Lear meets the energy vampire

Akira Kurosawa's "Ran" remains a bloody and spectacular depiction of doomsday karma -- and the trickle-down theory of anarchy.

Sep 21, 2000 | For people who grow up loving movies, returning to the work of favorite actors or directors can be as jarring and illuminating as blowing the dust off a family photo album. Even if our judgments about films are identical the second time around, our emotional reactions, if we've grown at all, change or deepen. Rediscovery becomes self-discovery, and the sparkle on the screen casts a mysterious tunneling light.

Two wildly different reissues have snared me in that mesmeric spell. Recently rewatching "Ran," Akira Kurosawa's masterpiece, I was struck by an echo of David Lynch's marvelous "The Straight Story." The aging hero of Lynch's film illustrates the strength of family with sticks: You can break a single stick, he says, but you can never break a bundle. The tragic hero of Kurosawa's movie says the same thing about arrows -- but his youngest son manages to snap a bundle on his knee. I always admired "Ran." This time I loved it. That's partly because of Kurosawa's refusal in his old age to soften his worldview or his storytelling. What came off as virtuosic in 1985 now also seems valiant.

On a less grand level, I also got more out of seeing Monte Hellman's cult film "Two-Lane Blacktop" last week than I did nearly 30 years ago. Seeing it in 1971, hyped with an awful quote from Esquire calling it "the movie of the year," I thought it was both spare and overblown. Now the wispy and elusive premise -- a cross-country car race that peters out -- registers as a marvelous showcase for a character actor whose earthy volatility I grew to revere: late, great Warren Oates.

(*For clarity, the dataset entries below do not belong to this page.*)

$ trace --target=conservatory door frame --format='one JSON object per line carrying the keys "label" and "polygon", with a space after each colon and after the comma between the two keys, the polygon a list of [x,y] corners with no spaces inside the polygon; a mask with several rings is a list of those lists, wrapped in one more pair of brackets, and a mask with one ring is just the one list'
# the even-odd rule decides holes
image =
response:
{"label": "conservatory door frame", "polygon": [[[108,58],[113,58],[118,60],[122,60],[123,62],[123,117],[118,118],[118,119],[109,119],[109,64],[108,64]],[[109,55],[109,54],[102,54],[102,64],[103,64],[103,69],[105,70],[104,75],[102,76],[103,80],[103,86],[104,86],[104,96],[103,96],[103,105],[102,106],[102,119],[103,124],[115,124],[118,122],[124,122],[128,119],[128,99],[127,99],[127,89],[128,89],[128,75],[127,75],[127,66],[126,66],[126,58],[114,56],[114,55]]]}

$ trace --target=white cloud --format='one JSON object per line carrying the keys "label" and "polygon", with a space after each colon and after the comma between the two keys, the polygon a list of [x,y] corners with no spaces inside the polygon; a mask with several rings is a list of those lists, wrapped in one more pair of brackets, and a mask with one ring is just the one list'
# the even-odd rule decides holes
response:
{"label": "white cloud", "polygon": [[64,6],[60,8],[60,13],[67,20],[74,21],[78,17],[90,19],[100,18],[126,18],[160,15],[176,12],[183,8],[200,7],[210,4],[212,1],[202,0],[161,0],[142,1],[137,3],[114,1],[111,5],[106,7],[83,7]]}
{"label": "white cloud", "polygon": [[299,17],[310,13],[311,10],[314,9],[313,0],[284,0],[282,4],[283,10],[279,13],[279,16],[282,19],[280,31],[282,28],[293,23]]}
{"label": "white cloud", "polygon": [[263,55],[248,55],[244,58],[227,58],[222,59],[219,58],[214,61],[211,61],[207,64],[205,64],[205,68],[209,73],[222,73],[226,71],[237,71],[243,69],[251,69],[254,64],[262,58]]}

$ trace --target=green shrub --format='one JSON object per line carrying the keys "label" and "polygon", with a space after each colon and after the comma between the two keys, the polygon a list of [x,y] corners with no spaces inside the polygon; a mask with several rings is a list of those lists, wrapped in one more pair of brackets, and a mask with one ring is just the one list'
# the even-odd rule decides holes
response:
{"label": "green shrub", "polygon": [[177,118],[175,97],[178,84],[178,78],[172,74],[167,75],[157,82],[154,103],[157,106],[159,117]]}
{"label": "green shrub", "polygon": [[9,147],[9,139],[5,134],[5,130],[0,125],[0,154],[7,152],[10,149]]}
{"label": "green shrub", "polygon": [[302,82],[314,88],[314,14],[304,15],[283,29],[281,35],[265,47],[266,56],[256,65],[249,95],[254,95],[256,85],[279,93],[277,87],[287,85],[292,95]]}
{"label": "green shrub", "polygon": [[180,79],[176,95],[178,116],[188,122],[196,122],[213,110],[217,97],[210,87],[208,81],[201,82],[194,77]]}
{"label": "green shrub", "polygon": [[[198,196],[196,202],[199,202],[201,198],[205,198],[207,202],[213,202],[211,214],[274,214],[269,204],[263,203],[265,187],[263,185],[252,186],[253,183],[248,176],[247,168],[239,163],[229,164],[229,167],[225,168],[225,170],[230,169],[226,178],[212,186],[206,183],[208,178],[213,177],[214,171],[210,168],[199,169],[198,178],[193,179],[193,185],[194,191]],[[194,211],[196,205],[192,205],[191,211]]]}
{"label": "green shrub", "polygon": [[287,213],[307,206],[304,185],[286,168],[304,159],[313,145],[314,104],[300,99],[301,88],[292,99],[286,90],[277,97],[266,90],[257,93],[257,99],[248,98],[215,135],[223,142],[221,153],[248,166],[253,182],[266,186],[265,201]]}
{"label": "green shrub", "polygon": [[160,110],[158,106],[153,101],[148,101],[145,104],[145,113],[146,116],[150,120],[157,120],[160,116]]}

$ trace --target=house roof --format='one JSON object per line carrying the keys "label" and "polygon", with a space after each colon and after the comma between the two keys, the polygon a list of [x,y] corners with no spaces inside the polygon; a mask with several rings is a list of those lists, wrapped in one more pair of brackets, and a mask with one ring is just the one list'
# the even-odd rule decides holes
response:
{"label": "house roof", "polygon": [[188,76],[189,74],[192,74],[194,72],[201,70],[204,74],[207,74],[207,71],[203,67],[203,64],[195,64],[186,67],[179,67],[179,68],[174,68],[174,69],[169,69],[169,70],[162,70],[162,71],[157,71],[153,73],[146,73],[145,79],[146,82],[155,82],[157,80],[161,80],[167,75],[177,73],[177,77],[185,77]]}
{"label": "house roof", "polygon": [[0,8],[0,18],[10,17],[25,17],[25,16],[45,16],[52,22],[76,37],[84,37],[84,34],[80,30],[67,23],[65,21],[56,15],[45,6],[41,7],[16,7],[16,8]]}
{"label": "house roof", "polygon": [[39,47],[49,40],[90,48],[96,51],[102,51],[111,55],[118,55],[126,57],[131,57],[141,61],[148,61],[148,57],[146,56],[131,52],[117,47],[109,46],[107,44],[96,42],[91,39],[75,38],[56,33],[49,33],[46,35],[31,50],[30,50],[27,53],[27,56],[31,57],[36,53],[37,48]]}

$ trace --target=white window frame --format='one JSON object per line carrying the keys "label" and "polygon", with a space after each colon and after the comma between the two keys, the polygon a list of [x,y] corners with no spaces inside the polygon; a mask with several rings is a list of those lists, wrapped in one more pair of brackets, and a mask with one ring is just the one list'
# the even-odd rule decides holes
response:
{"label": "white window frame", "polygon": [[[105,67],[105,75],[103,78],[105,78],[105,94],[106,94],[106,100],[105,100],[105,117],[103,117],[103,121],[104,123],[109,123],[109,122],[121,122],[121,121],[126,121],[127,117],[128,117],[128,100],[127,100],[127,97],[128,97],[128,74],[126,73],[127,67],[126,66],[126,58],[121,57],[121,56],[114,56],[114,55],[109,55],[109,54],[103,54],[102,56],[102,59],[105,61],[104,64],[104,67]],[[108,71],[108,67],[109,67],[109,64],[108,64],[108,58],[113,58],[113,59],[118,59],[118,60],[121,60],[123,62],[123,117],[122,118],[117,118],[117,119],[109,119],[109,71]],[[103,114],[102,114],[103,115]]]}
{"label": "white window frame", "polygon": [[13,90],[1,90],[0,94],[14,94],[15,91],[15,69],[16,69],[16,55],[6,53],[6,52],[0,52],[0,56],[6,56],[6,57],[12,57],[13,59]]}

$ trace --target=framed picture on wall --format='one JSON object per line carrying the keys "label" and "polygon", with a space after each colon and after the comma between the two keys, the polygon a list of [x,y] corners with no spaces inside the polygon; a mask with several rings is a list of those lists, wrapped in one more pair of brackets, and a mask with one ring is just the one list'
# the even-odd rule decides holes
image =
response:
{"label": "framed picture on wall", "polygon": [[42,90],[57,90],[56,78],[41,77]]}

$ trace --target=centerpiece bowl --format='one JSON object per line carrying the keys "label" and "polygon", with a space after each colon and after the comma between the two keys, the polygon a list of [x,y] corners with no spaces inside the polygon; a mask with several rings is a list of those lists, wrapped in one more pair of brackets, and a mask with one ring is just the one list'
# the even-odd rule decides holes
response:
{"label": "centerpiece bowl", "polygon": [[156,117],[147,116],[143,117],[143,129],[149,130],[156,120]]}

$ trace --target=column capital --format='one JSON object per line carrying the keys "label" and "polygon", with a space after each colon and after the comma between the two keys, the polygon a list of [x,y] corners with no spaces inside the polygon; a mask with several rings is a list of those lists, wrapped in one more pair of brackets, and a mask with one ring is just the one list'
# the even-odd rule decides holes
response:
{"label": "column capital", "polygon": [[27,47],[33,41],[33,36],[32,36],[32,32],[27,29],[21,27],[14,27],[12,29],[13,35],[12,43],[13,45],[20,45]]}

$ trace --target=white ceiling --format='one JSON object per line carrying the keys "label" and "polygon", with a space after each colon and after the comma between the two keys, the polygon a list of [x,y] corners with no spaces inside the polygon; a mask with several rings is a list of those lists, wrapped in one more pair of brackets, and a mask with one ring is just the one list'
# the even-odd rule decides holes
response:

"Ran," of course, has always been a hair-raising epic. In the new print touring the country (next stop: San Francisco) it doesn't merely pop your eyes, it also makes you feel clearheaded. With a 160-minute running time that gradually accelerates into a gallop, "Ran" has the imaginative force to air out your brains and revivify your senses -- to make you more attentive to life as well as movies. Not just an electric Japanese interpretation of "King Lear," it infuses Shakespeare's tragedy with black-comic elements derived from "Macbeth" and a mystic fervor all Kurosawa's own. "Ran" sums up the sensei's action-film profundity in its ultimate phase.

"Ran" is one of the last big-screen extravaganzas to depict vast and terrifying Nature and the thrill and awfulness of cataclysmic battle without overreliance on special effects. Like the great silent filmmakers, Kurosawa waited for just the right thunderheads to unsettle us with a vision of a mute, ambiguous universe. He also took advantage of every chance to bend natural elements to his creative will -- so that, say, dewy mists around Mount Fuji gave the aftermath of battle a pale, spectral glow. Like a great choreographer-general, he had enough mastery of mass movement to make a flutter of ensigns on a distant hill send a chill charging up your spine. Of course, his inspiration comes from his subject: a man's confrontation with his destiny.

Kurosawa's Lear is a 16th century warlord who has three sons (not three daughters) and a career studded with conquests. Kurosawa's genius is to tell his story so that every step suggests how wild and savage a journey it has been. At the start, this bold, dominating figure, now called Hidetora (Tatsuya Nakadai), is a sacred monster who wants to be a sort of warlord emeritus. He hopes to bequeath power to his oldest son while retaining his own entourage and emblems of command. He hasn't reckoned with the ambition of his successor or the manipulative skill of his heir's wife, who goes for the sexual and political jugular of anyone who invades her sphere.

Kurosawa has a trickle-down theory of anarchy. ("Ran" has been translated as "chaos.") Kurosawa's monarch, like the Bard's, overburdens the bonds of family when he places his security on the shoulders of unsuitable and unready offspring. Hidetora's wishful thinking blinds him to the honesty of his third and youngest son, whom he banishes for bad-mouthing his scheme.